|"Surface Tension" - Lily Pads from the Atlanta Botanical Gardens 2011|
In today's digital art : Surface Tension, I notice how the lily pads are clearly the subject. They are on the surface, after all. But they would be uninteresting without the royal blue of the sky and opalescent clouds floating behind them. Yet even these are actually indirect clues to a mysterious depth that lies beneath. It can be very hard to even recognize that there is something OTHER than the surface.

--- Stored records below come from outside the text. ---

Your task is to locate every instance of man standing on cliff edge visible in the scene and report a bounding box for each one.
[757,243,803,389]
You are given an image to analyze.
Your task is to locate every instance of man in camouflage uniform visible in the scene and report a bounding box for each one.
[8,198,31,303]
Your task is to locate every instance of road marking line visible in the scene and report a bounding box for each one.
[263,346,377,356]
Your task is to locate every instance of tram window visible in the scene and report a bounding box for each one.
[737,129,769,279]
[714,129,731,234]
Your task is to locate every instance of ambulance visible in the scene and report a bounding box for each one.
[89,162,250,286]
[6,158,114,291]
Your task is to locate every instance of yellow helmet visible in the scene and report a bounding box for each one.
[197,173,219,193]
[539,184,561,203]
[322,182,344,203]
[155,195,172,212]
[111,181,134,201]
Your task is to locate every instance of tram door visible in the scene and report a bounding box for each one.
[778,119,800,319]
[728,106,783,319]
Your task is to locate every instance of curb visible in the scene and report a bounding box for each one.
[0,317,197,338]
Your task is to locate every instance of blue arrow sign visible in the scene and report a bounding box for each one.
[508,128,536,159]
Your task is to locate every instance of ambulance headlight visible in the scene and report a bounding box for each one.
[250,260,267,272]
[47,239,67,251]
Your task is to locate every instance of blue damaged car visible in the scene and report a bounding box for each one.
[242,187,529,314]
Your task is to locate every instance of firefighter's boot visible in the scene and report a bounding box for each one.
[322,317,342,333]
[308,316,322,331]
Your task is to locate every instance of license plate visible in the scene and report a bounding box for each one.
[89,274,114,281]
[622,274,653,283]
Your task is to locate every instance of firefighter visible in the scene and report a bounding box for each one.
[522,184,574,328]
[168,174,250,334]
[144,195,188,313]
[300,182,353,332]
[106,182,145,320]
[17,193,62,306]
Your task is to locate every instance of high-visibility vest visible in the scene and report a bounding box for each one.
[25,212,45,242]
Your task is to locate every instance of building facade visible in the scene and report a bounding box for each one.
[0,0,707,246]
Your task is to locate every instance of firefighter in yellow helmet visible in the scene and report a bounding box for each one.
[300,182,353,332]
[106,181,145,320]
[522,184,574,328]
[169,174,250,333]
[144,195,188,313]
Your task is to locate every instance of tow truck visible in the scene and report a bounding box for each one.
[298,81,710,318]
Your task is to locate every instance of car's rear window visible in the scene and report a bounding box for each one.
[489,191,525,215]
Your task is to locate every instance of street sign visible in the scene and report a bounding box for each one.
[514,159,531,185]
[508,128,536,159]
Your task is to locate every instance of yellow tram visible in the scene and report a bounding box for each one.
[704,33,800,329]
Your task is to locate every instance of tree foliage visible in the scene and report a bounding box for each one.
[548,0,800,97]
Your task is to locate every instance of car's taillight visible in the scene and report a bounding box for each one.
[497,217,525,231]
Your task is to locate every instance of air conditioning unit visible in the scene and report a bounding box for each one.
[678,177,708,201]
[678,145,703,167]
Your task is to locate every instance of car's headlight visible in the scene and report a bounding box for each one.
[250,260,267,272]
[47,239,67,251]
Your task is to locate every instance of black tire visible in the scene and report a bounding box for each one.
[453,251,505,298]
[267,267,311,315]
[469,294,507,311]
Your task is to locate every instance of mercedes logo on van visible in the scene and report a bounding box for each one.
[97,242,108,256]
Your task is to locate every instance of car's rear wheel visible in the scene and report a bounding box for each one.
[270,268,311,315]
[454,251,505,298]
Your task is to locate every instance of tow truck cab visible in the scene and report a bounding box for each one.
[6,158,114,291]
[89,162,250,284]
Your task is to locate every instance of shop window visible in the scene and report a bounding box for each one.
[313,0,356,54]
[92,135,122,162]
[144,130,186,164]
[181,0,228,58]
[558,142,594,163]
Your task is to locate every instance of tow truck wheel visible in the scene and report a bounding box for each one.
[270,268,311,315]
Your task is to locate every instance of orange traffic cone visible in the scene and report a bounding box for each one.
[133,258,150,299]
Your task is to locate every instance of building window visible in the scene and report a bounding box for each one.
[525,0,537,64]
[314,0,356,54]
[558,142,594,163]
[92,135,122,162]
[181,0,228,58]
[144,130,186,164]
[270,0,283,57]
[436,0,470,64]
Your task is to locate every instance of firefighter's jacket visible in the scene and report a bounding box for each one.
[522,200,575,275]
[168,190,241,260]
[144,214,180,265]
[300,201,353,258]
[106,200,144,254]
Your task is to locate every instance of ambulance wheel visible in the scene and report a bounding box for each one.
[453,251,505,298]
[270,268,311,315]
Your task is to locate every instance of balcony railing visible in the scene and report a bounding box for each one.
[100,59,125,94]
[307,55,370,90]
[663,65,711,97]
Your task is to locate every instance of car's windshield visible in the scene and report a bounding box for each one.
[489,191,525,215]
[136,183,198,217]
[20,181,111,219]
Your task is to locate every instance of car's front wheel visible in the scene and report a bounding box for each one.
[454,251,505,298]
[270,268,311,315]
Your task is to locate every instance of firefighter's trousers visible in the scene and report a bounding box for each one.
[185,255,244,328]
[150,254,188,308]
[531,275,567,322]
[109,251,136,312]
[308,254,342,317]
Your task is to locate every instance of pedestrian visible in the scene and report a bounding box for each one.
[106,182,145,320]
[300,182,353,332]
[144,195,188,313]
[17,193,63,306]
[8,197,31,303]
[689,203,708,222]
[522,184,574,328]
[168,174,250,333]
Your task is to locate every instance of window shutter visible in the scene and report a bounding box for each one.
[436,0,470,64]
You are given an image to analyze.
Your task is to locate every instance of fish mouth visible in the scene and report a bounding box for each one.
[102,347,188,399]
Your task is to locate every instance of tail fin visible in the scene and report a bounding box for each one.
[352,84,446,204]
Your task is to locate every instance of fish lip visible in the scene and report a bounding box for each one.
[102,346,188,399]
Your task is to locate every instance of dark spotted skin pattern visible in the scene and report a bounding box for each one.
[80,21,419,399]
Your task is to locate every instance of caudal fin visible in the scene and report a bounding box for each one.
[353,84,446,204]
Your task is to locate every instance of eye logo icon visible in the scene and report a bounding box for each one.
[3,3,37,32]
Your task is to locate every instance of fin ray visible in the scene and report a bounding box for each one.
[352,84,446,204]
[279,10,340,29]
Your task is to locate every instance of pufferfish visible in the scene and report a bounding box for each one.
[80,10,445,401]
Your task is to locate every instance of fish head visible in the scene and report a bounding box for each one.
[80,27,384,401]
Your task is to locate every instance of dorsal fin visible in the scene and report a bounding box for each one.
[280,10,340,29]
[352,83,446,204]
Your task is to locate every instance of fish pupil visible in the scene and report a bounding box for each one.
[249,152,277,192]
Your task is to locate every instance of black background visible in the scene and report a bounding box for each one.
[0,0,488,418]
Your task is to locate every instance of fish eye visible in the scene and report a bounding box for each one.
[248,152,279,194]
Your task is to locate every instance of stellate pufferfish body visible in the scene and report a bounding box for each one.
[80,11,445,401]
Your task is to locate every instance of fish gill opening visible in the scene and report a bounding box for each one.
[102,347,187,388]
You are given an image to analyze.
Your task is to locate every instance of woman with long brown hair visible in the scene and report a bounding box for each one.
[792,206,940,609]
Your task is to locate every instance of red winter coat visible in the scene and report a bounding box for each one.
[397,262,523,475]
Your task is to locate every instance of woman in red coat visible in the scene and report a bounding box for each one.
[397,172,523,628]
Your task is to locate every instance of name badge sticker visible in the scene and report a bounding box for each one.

This week echoed the subject of the last post, that of trying to hear and heed the spirit within when so much good sense is shouting even from within your own head. In early 2011 I took on newsletter duties for our local artist group. They needed the service and I had the skill set to deliver it. It offered the opportunity to learn a new piece of software, InDesign, and much to my surprise it invigorated the membership to a shocking degree. Not a meeting goes by that several people don't rave about how good the newsletter is, how they look forward to receiving it each month. I loved doing it, though it was a frightful amount of work, 12-15 hours on each monthly issue.
I accepted the duties for 2012 of course, but this week I announced to the board that I would be trimming back on the content. By the end of the year the membership would be accustomed to a simpler document that most anyone could replicate in Word or Front Page or whatever they wanted to use. I would not be continuing these duties in 2013, nor did I want to be on the nominating committee for next year's officers.
Why? Was it something they said? No. It's just that club concerns (there have been others) have filled so much of my thoughts, even the little bits between tasks, that I have not spared enough thought for painting or any creative endeavor. I have nothing at all to present at the member show-and-tell, nothing for the fall show. I am sorely missing the creative challenge and personal development. Why did I allow myself to take this side road? Because I was being useful, and that felt good. It fed the lizard, the one who worries constantly that if one is not delivering quantifiable value to an audience then you do not deserve your living. Being useful here justified myself as a citizen of the community. This 'useful' tank has been hanging on empty for a long time. What I learned, finally, is that the creative tank needs to be refilled even more than the useful tank. I used to be able to fill both from my job. For a while now it's been neither. For a while I chose to fill 'useful'. It fed the ego, but it didn't feed the spirit. Now I know the importance of creative activity for my vitality.
You can see in this week's decision the influence of the previous two posts: The perennially human quest for the Grail and Joel Osteen's reminder: You cannot please everyone. Keep your focus on pleasing God.